DW juga menegaskan bahwa nama “hantavirus” tidak berasal dari bahasa Ibrani. Artikel ilmiah “A Brief History of Bunyaviral Family Hantaviridae” menjelaskan virus yang semula disebut “KHF strain 76-118” kemudian dinamai “Hantaan virus, strain 76-118” karena berasal dari area Sungai Hantan.
The Korea Times turut mencatat bahwa hantavirus pertama kali diidentifikasi di area Sungai Hantan. Penyakit yang kemudian dikaitkan dengan virus ini pernah menjangkiti lebih dari 3.200 tentara PBB pada masa Perang Korea. Virolog Korea Selatan Lee Ho-wang lalu mengidentifikasi virus tersebut dari hewan pengerat yang ditangkap di dekat Sungai Hantan.
Dengan demikian, unsur “hanta” pada hantavirus merujuk pada nama geografis, bukan arti kata dalam bahasa Ibrani.
Di Indonesia, Kementerian Kesehatan RI menyatakan penyakit virus Hanta adalah penyakit zoonosis yang disebabkan oleh Orthohantavirus dan ditularkan melalui tikus dan celurut. Penularan dapat terjadi lewat urine, feses, saliva, atau debu yang terkontaminasi. Kemenkes juga menyebut hantavirus sudah terdeteksi di Indonesia dan perlu diwaspadai.
Isu ini kembali disorot setelah muncul klaster Hanta Pulmonary Syndrome di kapal pesiar MV Hondius, yang menurut WHO terkait Andes hantavirus. Meski demikian, epidemiolog Universitas Indonesia Pandu Riono menegaskan hantavirus bukan virus baru dan pola penularannya tidak seperti Covid-19.
Pandu menyatakan sebagian besar penularan hantavirus terjadi dari hewan pengerat ke manusia dan tidak mudah menyebar antarmanusia. “Selama belum ada penularan yang kita yakinkan dari manusia ke manusia, selama itu kita tidak usah terlalu khawatir akan terjadi pandemi seperti COVID,” kata Pandu kepada DW Indonesia.
Namun, ia mengingatkan bahwa informasi keliru tentang penyakit tetap bisa merugikan. Bila suatu penyakit benar-benar menjadi ancaman, narasi bahwa penyakit itu rekayasa atau kebohongan bisa membuat masyarakat terlambat merespons.
Kasus ini juga menyoroti keterbatasan chatbot AI sebagai rujukan bahasa. Fact-Check Specialist Mafindo, Aribowo Sasmito, menilai jawaban AI tidak bisa langsung dijadikan bukti tanpa pemeriksaan ulang ke sumber yang lebih kuat, seperti kamus, ahli bahasa, sumber ilmiah, atau lembaga pemeriksa fakta.
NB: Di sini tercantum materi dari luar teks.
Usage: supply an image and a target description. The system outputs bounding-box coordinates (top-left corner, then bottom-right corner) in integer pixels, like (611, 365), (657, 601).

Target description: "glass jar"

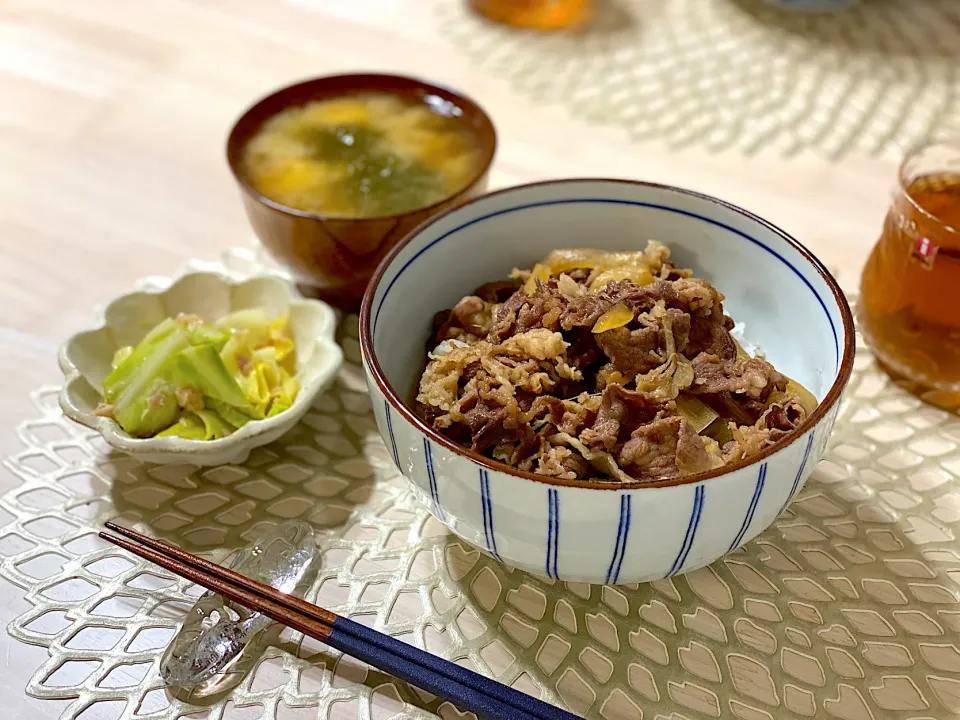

(858, 143), (960, 410)
(469, 0), (593, 30)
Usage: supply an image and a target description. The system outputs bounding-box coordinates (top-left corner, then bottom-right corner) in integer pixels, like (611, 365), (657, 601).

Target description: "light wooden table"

(0, 0), (894, 717)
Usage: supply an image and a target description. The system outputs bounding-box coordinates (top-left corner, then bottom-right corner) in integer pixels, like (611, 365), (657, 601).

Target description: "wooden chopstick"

(100, 522), (577, 720)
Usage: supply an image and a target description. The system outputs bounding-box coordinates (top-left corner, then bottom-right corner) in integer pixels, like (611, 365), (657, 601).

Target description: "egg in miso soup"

(243, 93), (483, 217)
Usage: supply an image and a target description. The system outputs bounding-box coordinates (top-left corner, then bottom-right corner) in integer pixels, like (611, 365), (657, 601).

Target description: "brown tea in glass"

(858, 144), (960, 411)
(469, 0), (593, 30)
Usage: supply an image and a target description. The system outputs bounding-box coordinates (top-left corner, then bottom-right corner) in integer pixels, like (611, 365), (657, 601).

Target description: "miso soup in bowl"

(227, 75), (496, 310)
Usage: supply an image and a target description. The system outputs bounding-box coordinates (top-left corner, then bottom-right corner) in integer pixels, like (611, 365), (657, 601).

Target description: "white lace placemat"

(0, 250), (960, 720)
(434, 0), (960, 159)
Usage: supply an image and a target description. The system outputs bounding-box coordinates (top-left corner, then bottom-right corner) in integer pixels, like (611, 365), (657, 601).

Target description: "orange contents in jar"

(470, 0), (592, 30)
(859, 146), (960, 409)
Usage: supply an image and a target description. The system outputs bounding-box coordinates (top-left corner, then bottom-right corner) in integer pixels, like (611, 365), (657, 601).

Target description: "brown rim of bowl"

(360, 178), (855, 490)
(226, 73), (497, 222)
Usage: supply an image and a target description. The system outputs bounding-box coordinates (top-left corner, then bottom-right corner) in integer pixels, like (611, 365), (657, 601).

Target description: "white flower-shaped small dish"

(59, 272), (343, 466)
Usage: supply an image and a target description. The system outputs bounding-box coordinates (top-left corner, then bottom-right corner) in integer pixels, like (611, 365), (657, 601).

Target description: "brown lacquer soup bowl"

(227, 74), (496, 311)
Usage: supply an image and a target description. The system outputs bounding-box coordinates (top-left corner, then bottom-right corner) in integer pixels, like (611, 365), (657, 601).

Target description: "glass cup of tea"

(469, 0), (594, 30)
(858, 142), (960, 411)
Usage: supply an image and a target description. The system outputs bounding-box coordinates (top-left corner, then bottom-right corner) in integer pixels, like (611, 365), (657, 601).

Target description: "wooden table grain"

(0, 0), (894, 717)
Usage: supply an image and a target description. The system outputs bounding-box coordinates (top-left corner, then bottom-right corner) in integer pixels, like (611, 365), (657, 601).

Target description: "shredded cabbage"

(101, 308), (300, 440)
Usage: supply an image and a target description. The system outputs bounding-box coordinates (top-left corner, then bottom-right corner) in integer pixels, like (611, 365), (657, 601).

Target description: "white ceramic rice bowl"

(361, 180), (854, 583)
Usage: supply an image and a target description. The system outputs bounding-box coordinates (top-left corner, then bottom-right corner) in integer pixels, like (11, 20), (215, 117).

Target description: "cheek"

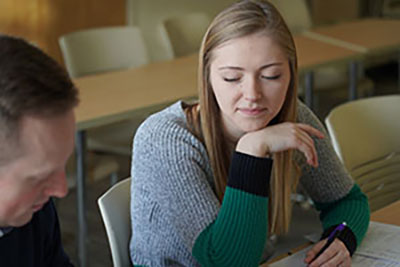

Menurutnya, chatbot dapat memberikan jawaban keliru jika rujukannya salah atau belum terverifikasi.
“AI itu juga ada periode belajarnya dan diajari oleh manusia juga. Mungkin awal-awal karena isunya belum ada yang memberi klarifikasi, mereka akan mengambil dari sumber-sumber yang sebetulnya bukan mengklarifikasi, tapi malah tambah menjerumuskan,” ujar Aribowo.